One of the most important issues in the design of removable partial dentures (RPD) is the location of retentive arms to provide sufficient support. This is a critical factor in patients with less supporting tissue and abutment teeth. Patients classified as Class IV Aramany need special attention in this area of RPD design to minimize the stress distribution in bone and mucosal membrane.

Using the finite element method, the aim of this study was to analyze the distribution stress to supporting tissues when a Class IV Aramany RPD is worn. The data presented in this report are the effects of the stress on bone and mucosal membranes. Results on teeth and the periodontal ligament have been previously reported.

Methods and Materials

Three dimensional finite element models were constructed using normal dimensions. Exact physiology and morphology of teeth and the remaining palate were simulated to that of a maxillectomy patient. Three RPD designs with circumferential cast retainers were examined: buccal retention and palatal reciprocation (P1); palatal retention and buccal reciprocation (P2); and buccal and palatal retention (P3). After completion of the models and remaining palate, each RPD design was loaded under 53N and stress was applied in three different directions: vertical to the posterior teeth (premolar and first molars) of the RPD (F1); at a 33° angle to the posterior teeth (premolar and first molars) of the RPD (F2); and vertically on the anterior teeth (central incisors) of the RPD (F3).

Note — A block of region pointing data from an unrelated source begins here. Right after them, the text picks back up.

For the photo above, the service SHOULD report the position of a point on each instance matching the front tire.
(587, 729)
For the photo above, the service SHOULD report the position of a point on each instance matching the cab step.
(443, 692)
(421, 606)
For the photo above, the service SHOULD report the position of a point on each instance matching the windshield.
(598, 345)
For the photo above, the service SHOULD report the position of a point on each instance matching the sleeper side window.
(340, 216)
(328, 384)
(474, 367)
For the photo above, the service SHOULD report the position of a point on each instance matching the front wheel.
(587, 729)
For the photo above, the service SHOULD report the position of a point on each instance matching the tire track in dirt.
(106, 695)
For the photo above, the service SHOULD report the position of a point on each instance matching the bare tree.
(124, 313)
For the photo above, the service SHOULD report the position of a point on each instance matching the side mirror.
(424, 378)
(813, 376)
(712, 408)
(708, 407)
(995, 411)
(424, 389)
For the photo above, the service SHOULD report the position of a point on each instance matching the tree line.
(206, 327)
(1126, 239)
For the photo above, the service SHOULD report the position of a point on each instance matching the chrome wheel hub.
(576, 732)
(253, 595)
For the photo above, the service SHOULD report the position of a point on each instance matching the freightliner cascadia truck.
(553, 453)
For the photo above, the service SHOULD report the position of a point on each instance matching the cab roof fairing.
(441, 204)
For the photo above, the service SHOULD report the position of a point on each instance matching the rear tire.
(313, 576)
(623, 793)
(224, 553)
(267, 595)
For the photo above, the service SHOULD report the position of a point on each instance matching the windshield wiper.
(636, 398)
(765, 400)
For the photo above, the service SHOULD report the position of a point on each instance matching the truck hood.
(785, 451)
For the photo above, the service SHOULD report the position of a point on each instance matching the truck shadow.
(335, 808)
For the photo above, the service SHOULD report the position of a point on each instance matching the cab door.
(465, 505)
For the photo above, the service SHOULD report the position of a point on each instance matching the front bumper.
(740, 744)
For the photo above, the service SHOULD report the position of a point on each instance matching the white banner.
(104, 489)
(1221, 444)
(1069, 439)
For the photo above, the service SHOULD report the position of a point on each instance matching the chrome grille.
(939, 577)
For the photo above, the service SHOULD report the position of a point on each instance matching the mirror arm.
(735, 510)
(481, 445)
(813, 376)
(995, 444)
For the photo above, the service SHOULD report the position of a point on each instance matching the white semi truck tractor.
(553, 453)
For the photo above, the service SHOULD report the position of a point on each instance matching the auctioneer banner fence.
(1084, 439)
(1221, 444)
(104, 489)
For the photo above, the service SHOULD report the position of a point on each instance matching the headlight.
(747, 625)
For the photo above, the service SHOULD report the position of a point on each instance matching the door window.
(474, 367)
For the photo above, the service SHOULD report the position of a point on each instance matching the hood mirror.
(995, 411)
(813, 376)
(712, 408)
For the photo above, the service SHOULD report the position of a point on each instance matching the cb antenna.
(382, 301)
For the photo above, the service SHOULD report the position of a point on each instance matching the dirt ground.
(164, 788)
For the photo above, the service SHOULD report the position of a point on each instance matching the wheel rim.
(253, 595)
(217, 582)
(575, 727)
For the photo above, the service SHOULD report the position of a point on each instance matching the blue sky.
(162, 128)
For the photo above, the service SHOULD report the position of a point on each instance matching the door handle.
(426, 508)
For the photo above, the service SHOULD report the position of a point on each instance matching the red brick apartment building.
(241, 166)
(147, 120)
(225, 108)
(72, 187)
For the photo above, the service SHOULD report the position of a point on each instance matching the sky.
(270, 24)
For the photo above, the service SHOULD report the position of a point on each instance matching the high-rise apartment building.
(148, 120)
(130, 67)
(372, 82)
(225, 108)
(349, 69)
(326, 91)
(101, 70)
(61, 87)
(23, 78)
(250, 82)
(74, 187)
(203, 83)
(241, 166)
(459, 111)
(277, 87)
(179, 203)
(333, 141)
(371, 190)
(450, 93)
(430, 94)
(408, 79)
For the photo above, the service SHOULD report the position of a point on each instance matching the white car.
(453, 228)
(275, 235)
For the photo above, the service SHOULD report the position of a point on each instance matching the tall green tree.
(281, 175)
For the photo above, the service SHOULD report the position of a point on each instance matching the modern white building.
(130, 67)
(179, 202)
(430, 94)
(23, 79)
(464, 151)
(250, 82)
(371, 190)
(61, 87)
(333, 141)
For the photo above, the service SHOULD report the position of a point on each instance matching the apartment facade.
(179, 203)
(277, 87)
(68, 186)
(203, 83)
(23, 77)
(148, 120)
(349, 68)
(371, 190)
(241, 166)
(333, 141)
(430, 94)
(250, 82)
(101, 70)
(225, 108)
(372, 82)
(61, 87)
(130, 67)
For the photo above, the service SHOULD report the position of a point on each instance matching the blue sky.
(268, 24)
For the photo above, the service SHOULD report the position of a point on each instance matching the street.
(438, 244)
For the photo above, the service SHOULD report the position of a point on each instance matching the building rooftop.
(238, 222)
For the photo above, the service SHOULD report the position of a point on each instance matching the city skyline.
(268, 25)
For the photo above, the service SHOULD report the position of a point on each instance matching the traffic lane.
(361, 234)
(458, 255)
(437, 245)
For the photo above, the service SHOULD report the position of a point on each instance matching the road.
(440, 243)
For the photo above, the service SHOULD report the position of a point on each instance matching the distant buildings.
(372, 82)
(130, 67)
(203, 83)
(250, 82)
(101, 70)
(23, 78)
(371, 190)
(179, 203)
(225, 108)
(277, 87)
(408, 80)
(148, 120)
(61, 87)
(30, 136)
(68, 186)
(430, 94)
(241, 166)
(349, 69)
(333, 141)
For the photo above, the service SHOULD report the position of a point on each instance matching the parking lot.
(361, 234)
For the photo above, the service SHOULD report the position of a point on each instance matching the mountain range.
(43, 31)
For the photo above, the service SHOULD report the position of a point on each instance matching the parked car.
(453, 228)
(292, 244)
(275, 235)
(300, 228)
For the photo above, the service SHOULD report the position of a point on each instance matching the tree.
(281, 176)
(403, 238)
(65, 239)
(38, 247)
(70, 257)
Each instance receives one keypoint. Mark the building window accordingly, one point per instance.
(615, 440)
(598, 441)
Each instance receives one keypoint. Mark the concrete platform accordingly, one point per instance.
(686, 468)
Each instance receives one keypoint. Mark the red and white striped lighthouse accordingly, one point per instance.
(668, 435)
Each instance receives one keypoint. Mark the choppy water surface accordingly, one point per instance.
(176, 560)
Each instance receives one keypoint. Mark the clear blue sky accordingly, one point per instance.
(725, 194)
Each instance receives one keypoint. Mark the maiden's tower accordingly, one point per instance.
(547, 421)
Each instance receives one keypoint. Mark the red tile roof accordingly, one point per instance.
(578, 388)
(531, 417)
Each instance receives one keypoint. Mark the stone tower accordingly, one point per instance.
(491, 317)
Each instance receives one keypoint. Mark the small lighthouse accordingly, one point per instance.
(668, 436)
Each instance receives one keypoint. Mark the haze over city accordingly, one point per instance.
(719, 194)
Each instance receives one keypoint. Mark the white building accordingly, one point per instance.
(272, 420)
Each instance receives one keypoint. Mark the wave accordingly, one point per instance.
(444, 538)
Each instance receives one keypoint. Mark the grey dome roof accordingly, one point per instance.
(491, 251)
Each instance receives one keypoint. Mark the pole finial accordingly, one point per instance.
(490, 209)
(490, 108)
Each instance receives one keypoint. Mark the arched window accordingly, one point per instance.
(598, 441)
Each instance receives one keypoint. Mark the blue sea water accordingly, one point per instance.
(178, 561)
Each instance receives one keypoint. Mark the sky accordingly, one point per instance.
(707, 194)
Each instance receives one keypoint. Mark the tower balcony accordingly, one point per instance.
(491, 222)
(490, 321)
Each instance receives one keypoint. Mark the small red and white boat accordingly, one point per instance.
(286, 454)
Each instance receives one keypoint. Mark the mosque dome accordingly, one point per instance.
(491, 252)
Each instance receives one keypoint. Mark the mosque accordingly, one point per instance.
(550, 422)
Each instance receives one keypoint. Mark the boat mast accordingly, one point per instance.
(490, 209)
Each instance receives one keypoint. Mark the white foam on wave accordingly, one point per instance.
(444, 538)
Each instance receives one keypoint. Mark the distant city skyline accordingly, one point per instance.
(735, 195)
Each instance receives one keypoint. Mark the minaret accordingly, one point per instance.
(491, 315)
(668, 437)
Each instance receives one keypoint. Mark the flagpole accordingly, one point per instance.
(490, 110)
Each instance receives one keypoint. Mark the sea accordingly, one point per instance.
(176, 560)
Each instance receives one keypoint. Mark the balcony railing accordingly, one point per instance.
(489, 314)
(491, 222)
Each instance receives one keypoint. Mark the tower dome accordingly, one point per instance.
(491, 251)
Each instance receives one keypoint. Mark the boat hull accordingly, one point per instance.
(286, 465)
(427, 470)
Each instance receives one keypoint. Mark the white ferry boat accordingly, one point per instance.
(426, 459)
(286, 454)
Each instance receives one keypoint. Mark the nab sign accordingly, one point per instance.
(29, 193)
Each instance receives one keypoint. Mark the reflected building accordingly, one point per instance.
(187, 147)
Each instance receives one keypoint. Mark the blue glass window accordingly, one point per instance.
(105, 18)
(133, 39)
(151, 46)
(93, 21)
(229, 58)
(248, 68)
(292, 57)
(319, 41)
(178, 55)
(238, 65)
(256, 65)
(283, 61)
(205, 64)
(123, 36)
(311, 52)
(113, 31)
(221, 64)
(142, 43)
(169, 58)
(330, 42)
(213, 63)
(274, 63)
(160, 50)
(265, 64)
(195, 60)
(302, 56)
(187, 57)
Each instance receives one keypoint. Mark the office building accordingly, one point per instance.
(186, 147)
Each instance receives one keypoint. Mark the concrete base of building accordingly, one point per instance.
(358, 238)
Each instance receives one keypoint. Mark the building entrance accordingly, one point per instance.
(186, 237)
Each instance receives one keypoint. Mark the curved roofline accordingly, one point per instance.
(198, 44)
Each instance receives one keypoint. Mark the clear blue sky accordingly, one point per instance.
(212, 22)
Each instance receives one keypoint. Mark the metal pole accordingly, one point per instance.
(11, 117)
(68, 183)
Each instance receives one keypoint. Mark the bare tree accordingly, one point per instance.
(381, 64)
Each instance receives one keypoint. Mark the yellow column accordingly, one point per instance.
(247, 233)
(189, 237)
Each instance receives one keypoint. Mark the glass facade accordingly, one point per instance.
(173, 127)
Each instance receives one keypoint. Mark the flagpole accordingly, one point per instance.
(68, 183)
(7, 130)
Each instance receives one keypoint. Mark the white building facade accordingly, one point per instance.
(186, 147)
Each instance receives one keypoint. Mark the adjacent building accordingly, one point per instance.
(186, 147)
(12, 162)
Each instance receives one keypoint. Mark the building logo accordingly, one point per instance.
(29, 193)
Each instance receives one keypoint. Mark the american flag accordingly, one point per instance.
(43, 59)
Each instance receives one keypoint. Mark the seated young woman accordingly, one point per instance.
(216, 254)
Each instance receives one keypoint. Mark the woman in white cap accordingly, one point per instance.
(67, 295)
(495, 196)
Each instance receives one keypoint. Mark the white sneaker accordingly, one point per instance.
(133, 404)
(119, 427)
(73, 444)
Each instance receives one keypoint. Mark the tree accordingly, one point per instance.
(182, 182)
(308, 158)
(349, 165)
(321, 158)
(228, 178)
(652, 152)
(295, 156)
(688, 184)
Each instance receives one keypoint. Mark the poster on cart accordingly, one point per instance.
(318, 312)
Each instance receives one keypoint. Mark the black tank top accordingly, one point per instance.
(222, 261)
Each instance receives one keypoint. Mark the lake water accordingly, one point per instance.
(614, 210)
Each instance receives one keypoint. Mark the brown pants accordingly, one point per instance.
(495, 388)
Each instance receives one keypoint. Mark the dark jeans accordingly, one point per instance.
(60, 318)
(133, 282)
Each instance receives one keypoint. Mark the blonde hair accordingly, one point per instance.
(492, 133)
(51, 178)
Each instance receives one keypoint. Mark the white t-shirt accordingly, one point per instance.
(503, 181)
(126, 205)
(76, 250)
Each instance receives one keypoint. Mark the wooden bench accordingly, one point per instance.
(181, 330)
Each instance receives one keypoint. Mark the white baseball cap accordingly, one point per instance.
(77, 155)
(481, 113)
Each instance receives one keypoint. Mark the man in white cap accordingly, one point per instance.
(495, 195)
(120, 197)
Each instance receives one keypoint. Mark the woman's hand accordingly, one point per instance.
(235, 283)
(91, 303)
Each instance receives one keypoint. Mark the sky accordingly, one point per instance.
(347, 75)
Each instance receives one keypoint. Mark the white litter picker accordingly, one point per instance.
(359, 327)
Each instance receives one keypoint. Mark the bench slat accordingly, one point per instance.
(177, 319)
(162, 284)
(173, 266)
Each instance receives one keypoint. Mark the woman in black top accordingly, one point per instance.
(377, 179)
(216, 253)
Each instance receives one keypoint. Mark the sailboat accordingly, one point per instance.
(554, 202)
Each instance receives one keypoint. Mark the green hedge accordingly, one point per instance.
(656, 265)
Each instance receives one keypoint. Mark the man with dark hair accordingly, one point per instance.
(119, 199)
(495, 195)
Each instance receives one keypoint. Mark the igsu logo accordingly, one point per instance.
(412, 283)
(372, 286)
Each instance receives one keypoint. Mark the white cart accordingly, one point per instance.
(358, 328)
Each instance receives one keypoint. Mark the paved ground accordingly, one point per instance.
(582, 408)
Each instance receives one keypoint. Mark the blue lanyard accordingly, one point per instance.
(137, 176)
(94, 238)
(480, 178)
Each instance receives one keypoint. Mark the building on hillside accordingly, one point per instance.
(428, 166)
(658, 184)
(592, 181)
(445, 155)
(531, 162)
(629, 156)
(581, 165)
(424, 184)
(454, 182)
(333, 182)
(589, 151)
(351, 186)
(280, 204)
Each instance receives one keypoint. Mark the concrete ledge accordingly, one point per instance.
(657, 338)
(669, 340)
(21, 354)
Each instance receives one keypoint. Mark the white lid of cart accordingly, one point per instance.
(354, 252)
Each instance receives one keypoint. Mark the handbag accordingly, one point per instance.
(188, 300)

The stress distribution in the RPD models on cortical and cancellous bone and the mucosal membrane was analyzed using von Mises criterion.

Results

The maximum tension in cortical bone (70.84 Mpa) was observed when a 53N force was applied in a vertical direction to posterior teeth (F2) using buccal and palatal retention (P3). Minimum tension (15.73 Mpa) in cortical bone was observed using the F3 load on the P2 design.

Similar results were seen in cancellous bone, with the highest stress (8.01 Mpa) observed using F2 load on the P3 design and the lowest stress (3.04 Mpa) observed using the F3 load on the P2 design.

For mucosal membrane, the maximum (3.57 Mpa) and minimum (3.05 Mpa) stress was observed using the F3 load on the P3 design and the F1 load on the P2 design, respectively. The average stress in all RPD designs was 3 Mpa.

Conclusion

The design demonstrating the least tension in cortical and cancellous bone and mucosal membrane was the P2 design, a RPD with palatal retention and buccal reciprocation.

Clinical Significance

Palatal retention and buccal reciprocation (P2 design) is recommended for patients with maxillofacial RPDs.

Citation

Gharechahi J, Sharifi E, Nosohian S, Aghdaee NA. Finite Element Method Analysis of Stress Distribution to Supporting Tissues in a Class IV Aramany Removable Partial Denture (Part II: Bone and Mucosal Membrane). J Contemp Dent Pract 2008 November; (9)7:049-056.